Miikkulainen Risto, Francon Olivier, Meyerson Elliot, Qiu Xin, Sargent Darren, Canzani Elisa, Hodjat Babak
Evolutionary AI Research GroupCognizant Technology Solutions San Francisco CA 94111 USA.
Department of Computer SciencesUniversity of Texas at Austin Austin TX 78712 USA.
IEEE Trans Evol Comput. 2021 Mar 2;25(2):386-401. doi: 10.1109/TEVC.2021.3063217. eCollection 2021 Apr.

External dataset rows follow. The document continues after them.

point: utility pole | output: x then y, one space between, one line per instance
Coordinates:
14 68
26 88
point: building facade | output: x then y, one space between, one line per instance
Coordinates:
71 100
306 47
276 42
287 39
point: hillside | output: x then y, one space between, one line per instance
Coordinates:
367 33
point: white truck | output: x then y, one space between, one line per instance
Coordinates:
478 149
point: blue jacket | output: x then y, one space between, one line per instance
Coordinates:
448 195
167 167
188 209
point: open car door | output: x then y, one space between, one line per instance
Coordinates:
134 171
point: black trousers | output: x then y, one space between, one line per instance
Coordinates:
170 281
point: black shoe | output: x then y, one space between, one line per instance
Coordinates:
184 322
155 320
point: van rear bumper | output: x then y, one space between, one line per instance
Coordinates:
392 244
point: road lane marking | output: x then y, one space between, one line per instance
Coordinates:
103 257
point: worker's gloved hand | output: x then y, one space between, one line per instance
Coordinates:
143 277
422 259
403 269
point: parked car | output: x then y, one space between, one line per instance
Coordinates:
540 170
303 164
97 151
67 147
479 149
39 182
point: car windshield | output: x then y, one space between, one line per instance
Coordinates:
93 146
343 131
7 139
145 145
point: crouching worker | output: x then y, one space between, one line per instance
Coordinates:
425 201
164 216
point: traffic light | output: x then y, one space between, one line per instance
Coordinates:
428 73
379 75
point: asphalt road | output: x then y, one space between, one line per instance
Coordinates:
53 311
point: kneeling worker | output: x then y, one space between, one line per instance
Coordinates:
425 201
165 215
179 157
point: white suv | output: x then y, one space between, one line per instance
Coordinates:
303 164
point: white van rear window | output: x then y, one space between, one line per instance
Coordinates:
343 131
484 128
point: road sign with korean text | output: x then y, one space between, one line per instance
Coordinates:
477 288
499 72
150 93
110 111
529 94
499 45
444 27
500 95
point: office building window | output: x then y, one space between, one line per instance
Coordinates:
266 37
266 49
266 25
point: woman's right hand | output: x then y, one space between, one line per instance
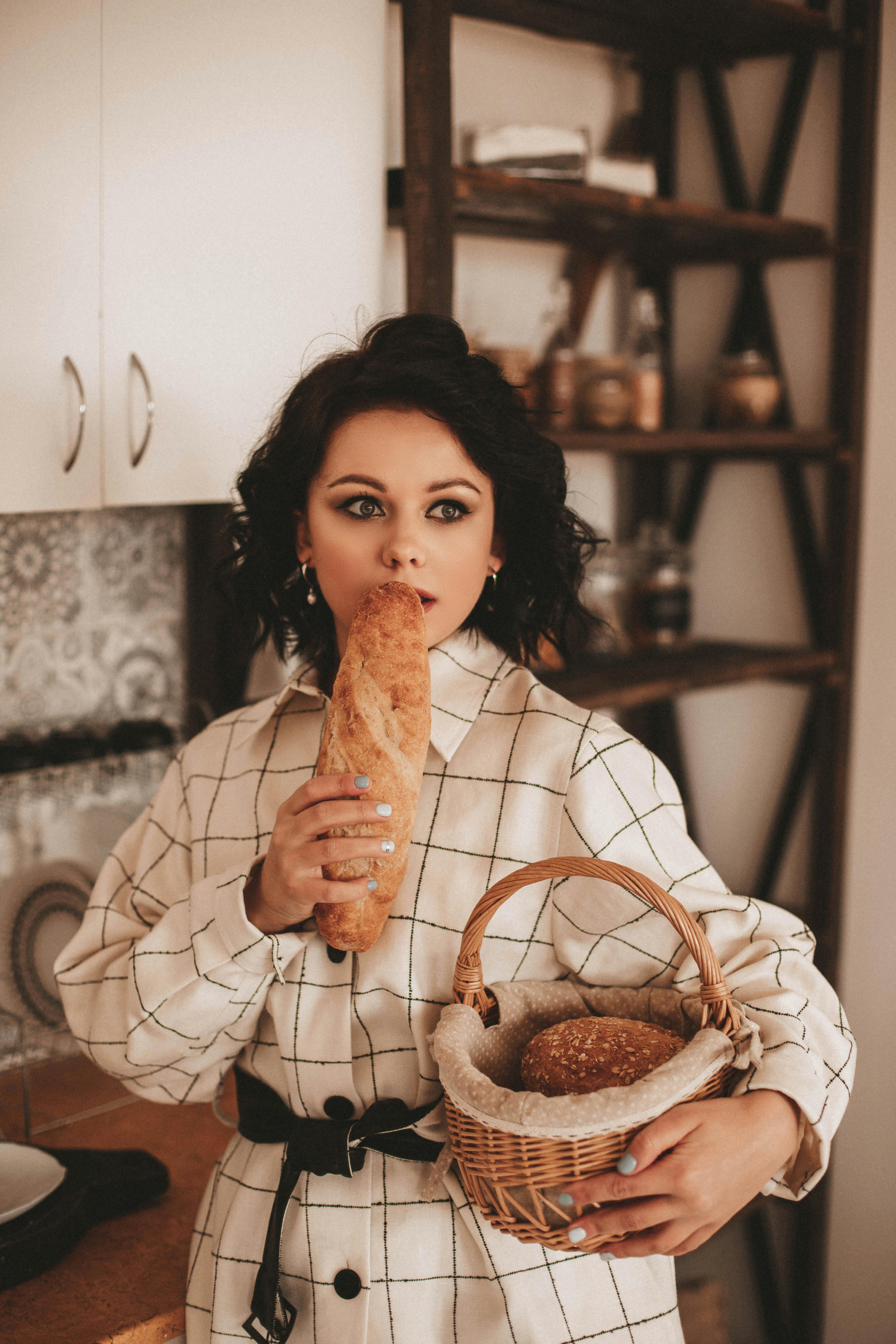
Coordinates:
284 890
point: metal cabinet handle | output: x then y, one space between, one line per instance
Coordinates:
151 411
69 365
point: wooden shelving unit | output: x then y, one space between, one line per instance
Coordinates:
628 681
645 229
686 31
432 201
804 444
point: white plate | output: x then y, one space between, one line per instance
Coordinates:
27 1175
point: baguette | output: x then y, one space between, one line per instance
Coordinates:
379 726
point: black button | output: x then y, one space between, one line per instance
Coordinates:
339 1108
347 1284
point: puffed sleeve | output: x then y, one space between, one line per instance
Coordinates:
622 806
166 979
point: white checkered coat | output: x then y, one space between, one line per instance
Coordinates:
167 984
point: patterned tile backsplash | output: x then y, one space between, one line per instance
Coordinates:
92 618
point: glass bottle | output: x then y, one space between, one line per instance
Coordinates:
644 351
561 366
660 592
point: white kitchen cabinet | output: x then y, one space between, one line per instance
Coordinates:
244 214
232 160
49 253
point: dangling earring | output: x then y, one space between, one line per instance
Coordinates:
312 596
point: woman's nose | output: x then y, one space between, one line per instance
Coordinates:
405 548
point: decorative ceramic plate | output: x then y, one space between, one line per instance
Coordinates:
27 1175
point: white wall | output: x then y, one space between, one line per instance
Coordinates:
862 1295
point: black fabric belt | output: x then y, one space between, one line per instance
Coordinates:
324 1148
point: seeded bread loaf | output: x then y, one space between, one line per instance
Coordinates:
379 726
588 1054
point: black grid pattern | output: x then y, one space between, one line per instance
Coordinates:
167 983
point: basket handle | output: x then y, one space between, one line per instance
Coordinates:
715 995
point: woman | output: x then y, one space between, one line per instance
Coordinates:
410 459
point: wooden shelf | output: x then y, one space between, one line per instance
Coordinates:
640 678
708 443
647 229
667 33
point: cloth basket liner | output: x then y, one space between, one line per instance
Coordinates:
480 1068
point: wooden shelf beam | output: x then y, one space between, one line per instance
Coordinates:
645 677
649 230
663 33
772 444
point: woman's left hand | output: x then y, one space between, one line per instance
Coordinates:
695 1168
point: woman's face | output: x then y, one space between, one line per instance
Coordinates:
398 499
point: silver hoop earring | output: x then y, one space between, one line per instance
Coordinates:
312 596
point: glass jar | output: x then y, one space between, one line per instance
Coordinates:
644 350
746 392
605 592
659 611
605 400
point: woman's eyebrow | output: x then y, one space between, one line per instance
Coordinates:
445 486
378 486
358 480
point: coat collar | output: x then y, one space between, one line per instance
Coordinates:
463 671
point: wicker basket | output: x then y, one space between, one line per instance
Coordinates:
514 1179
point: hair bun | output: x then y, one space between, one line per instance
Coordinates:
417 337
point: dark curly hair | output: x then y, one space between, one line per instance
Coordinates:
422 363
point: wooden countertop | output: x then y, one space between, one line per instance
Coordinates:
129 1269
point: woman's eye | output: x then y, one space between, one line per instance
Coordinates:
363 507
446 511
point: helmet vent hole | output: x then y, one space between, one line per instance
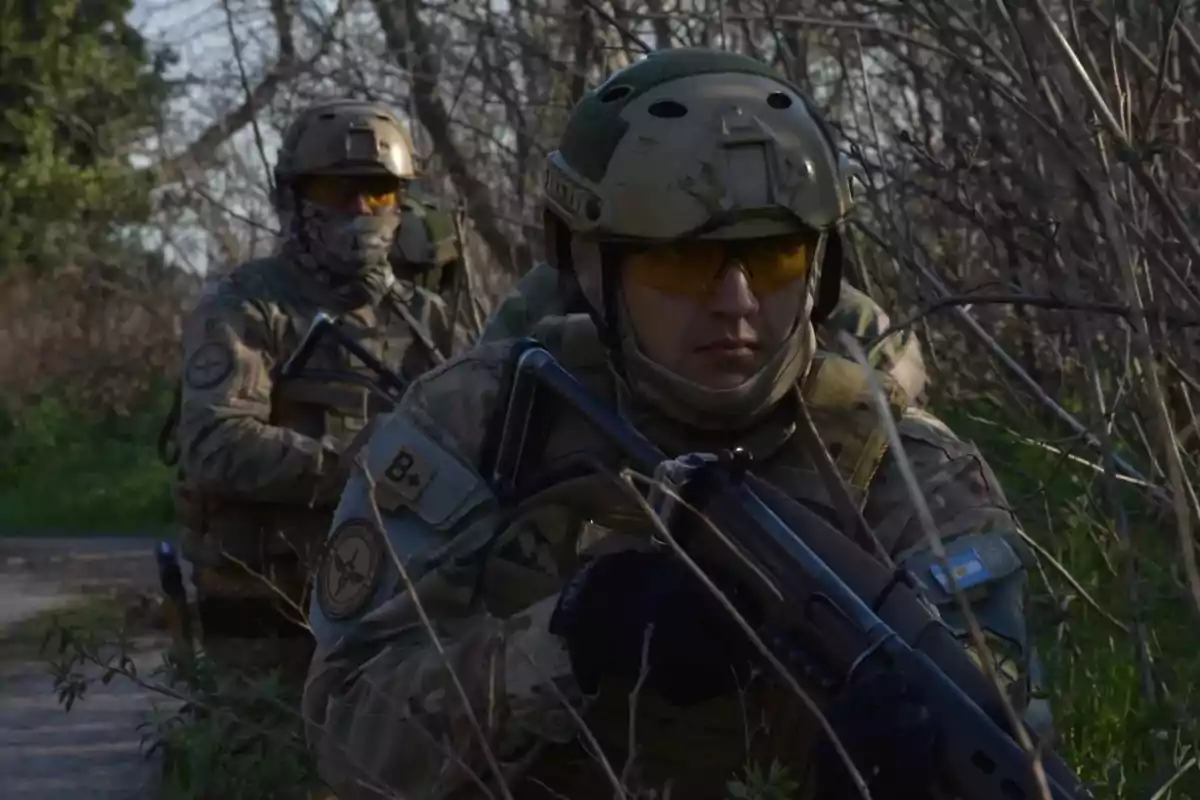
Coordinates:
669 109
779 100
615 94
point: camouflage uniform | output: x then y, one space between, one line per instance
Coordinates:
262 457
384 716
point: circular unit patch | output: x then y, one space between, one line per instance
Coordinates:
211 364
351 569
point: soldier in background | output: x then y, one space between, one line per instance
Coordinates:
263 457
426 248
705 274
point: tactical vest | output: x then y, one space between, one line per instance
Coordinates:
705 746
328 398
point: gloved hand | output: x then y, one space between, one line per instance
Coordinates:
697 650
339 463
891 737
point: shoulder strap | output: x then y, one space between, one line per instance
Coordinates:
838 395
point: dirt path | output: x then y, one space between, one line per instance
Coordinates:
94 751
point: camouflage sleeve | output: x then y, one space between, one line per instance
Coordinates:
227 443
983 542
533 298
899 354
396 705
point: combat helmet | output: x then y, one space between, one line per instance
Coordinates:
342 137
690 144
763 162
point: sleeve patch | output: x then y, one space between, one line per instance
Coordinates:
967 569
209 365
414 471
349 570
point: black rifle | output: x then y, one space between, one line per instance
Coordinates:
849 614
387 383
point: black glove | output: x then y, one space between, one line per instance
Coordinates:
889 734
697 650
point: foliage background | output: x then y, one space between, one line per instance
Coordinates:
1030 206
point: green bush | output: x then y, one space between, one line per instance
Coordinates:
1127 722
65 468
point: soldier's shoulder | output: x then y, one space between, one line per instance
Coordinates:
456 401
921 425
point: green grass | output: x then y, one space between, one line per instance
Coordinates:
66 470
1113 732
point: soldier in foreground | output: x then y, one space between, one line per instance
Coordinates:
263 458
543 293
696 199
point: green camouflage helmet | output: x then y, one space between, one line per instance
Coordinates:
751 160
345 137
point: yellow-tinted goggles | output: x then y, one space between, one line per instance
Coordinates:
353 192
696 266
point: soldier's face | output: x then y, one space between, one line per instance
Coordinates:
713 312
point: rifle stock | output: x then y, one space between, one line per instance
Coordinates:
843 606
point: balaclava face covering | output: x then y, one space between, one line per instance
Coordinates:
346 251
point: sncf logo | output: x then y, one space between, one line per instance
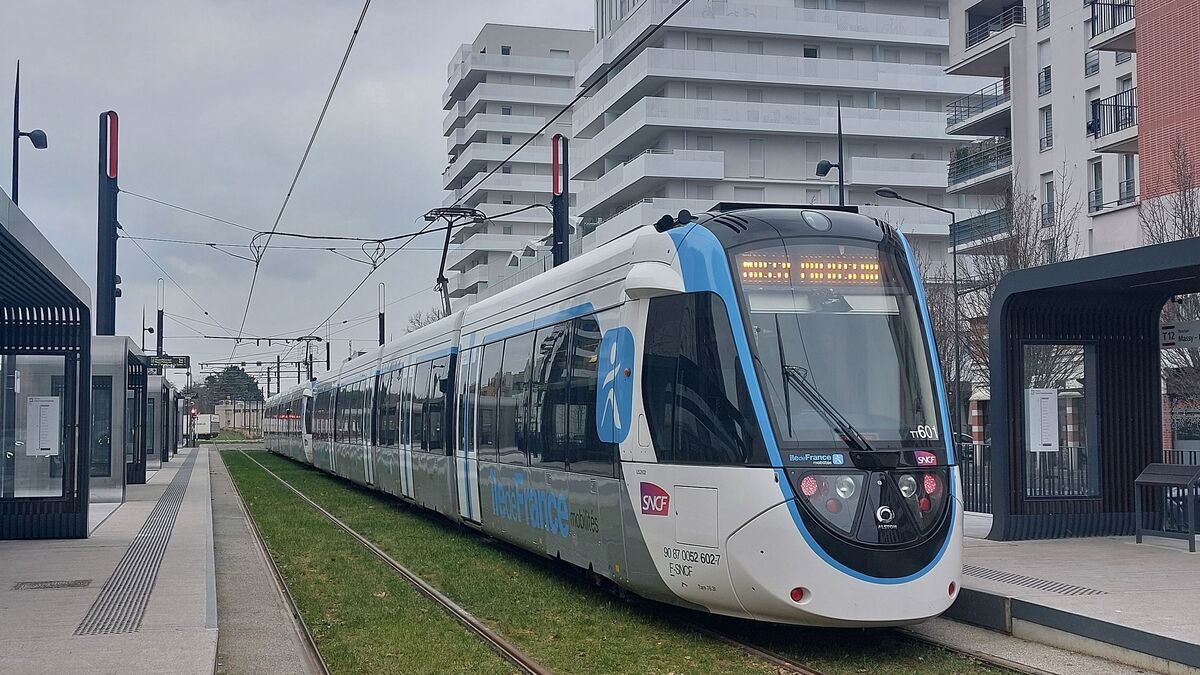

Several models have been developed to predict how the COVID-19 pandemic spreads, and how it could be contained with nonpharmaceutical interventions, such as social distancing restrictions and school and business closures. This article demonstrates how evolutionary AI can be used to facilitate the next step, i.e., determining most effective intervention strategies automatically. Through evolutionary surrogate-assisted prescription, it is possible to generate a large number of candidate strategies and evaluate them with predictive models. In principle, strategies can be customized for different countries and locales, and balance the need to contain the pandemic and the need to minimize their economic impact. Early experiments suggest that workplace and school restrictions are the most important and need to be designed carefully. They also demonstrate that results of lifting restrictions can be unreliable, and suggest creative ways in which restrictions can be implemented softly, e.g., by alternating them over time. As more data becomes available, the approach can be increasingly useful in dealing with COVID-19 as well as possible future pandemics.
已经开发了几种模型来预测新冠疫情如何传播,以及如何通过社交距离限制、学校和企业关闭等非药物干预措施来控制疫情。本文展示了进化人工智能如何用于推动下一步工作,即自动确定最有效的干预策略。通过进化代理辅助处方,可以生成大量候选策略,并使用预测模型对其进行评估。原则上,可以针对不同国家和地区定制策略,平衡控制疫情的需求和尽量减少其经济影响的需求。早期实验表明,工作场所和学校限制最为重要,需要精心设计。实验还表明,解除限制的结果可能不可靠,并提出了可以温和实施限制的创新方法,例如随时间交替实施。随着更多数据可用,这种方法在应对新冠疫情以及未来可能出现的大流行方面将越来越有用。